As the Mass begun, the MC of the deacons decided to give his instructions, which prevented us from participating in the Mass. By the Gloria he was through with his instructions. After the Sanctus (aka the Holy Holy), we all went up to the altar in the Cathedral where each deacon was handed a ciborium (a vessel that is used for storing or transporting the Blessed Sacrament) full of pre-consecrated hosts. Then we all left the Cathedral and joined with an escort who walked with each deacon down the road to a spot for distributing communion. Each escort was holding a gold and white umbrella, which looked like a parade of gold and white flowing down the street. Once we were given the okay, we approached the fence and gave communion to whomever came forward. Rather quickly the people formed two lines and distribution went rather smoothly. Much to my surprise most of us had remaining hosts in our ciboria. Then we all went back to the Cathedral, gave our ciboria back to the MC, purified the ciboria, and watched the end of the Mass. Although we couldn’t see the altar and the Mass as we would normally in a Cathedral, I still felt rather present and connected with the Pope during this Mass.

The Mass concluded, we went to join the others and head back. I am glad I was given this opportunity. It was an amazing way to be of service at such an extraordinary event.

The Final Countdown!


Praised be Jesus Christ! We are on our way back to Denver after the great Philadelphian triduum. Kirby and I will do our best to fill you in on yesterdays closing events.

We were finally able to sleep in yesterday as the papal mass wasn’t until 4 pm. However, our three holy deacons had to hit the road early to register as Eucharistic Ministers after hearing security would be horrendous. We hit Molly Malloy’s in the Reading Terminal for breakfast (if you ever go to Philly, go here. One of the best places in the city). Joe Paddock had to go on a journey for his coveted cheese steak sandwich, earning him the nickname “Cheesesteak” from our waitress, Claire, a true Philadelphian. A very generous couple covered our meal, one of God’s many blessings on this trip. I haven’t experienced such incredible generosity in a single place in my life.

 We met Mike downtown selling peaches out of a trench coat. He suspiciously told us he was taking his mother and sister to the train station, but who knows what he was up to.  Further on we were met with resistance from some folks with different views. Ollie was told that, “the wrath of God” was upon him. However, the Lord sent us a wonderful woman named Tanya, a police officer working the event. She asked to take a photo with us and then we were able to pray over her and with her. What a wonderful joy it is to be with our Christian brothers and sisters.

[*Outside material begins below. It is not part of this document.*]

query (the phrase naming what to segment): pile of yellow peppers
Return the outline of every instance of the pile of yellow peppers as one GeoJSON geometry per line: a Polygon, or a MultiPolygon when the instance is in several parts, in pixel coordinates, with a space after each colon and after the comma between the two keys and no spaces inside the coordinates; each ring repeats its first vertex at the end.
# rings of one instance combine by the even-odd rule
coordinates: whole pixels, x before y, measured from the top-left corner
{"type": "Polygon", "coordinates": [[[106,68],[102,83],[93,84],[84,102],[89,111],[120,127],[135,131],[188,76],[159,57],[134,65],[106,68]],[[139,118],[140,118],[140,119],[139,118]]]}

2 Million estimated by Dcn. Andy Marrow
We finally made it through security and into the mass ground. God was providing, as many people spent hours in the security line for the mass while we spent 5 minutes getting through. We posted up in front of a big screen and waited for mass to start. While doing this, we met Theresa, a volunteer for the event, who next week will be visiting Whitefish! We chatted for awhile and then prayed daytime prayer with her.

The mass began, it was a beautiful witness to the power of Christ. In our area alone, there were an estimated 20, 000 people. Most powerful was kneeling before the consecration with millions of others. At that moment- Dignum et justum est- Christ was the center of the world.

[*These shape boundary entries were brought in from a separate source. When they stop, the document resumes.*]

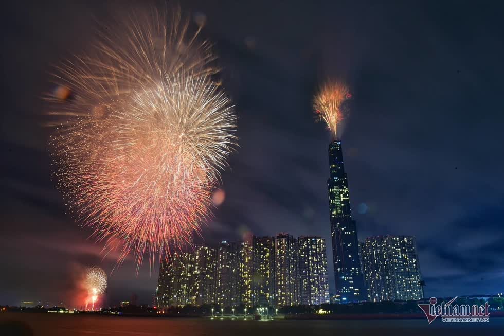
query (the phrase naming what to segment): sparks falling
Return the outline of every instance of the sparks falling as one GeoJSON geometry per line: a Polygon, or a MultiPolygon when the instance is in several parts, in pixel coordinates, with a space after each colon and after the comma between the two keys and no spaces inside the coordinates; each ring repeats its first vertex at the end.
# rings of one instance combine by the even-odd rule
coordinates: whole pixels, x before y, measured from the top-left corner
{"type": "Polygon", "coordinates": [[[235,145],[201,27],[190,34],[188,21],[168,16],[136,13],[104,30],[92,56],[59,68],[67,91],[57,92],[69,93],[48,99],[58,188],[119,263],[132,254],[152,265],[191,244],[235,145]]]}
{"type": "Polygon", "coordinates": [[[107,274],[98,266],[89,267],[86,270],[84,280],[84,287],[87,291],[86,298],[86,308],[91,303],[91,310],[95,310],[95,303],[98,301],[100,295],[105,292],[107,288],[107,274]]]}
{"type": "Polygon", "coordinates": [[[338,126],[343,120],[343,104],[351,97],[347,86],[341,83],[326,83],[315,96],[313,108],[318,121],[323,120],[334,134],[338,136],[338,126]]]}

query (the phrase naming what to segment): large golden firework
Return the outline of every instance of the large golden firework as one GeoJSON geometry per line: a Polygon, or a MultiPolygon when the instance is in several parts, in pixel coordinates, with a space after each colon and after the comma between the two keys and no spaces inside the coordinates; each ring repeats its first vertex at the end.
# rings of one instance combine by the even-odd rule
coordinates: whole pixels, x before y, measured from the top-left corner
{"type": "Polygon", "coordinates": [[[338,126],[343,120],[343,103],[351,97],[348,88],[339,82],[326,83],[315,95],[313,108],[318,120],[323,120],[337,137],[338,126]]]}
{"type": "Polygon", "coordinates": [[[136,17],[60,68],[71,93],[49,100],[59,188],[106,251],[139,266],[190,244],[211,214],[236,116],[201,27],[189,34],[178,14],[168,25],[157,12],[136,17]]]}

The Pub of Penn Valley. Boom.

Unfortunately we weren’t able to receive communion due to the crowds, however spiritual communion bears fruit in these circumstances. After this, we all headed down to the Penn Valley Pub for one last hurrah. Patrick served us again as we relaxed and praised God for the graces of our trip. After that we headed back to the monastery and packed up. We got a few hours of shuteye and here we are! There will be a few more posts coming today after digesting some of the graces we received these past days so keep your eyes peeled. Thank you for your continued intercession and please keep up the prayers as we head back to share our grace with you all!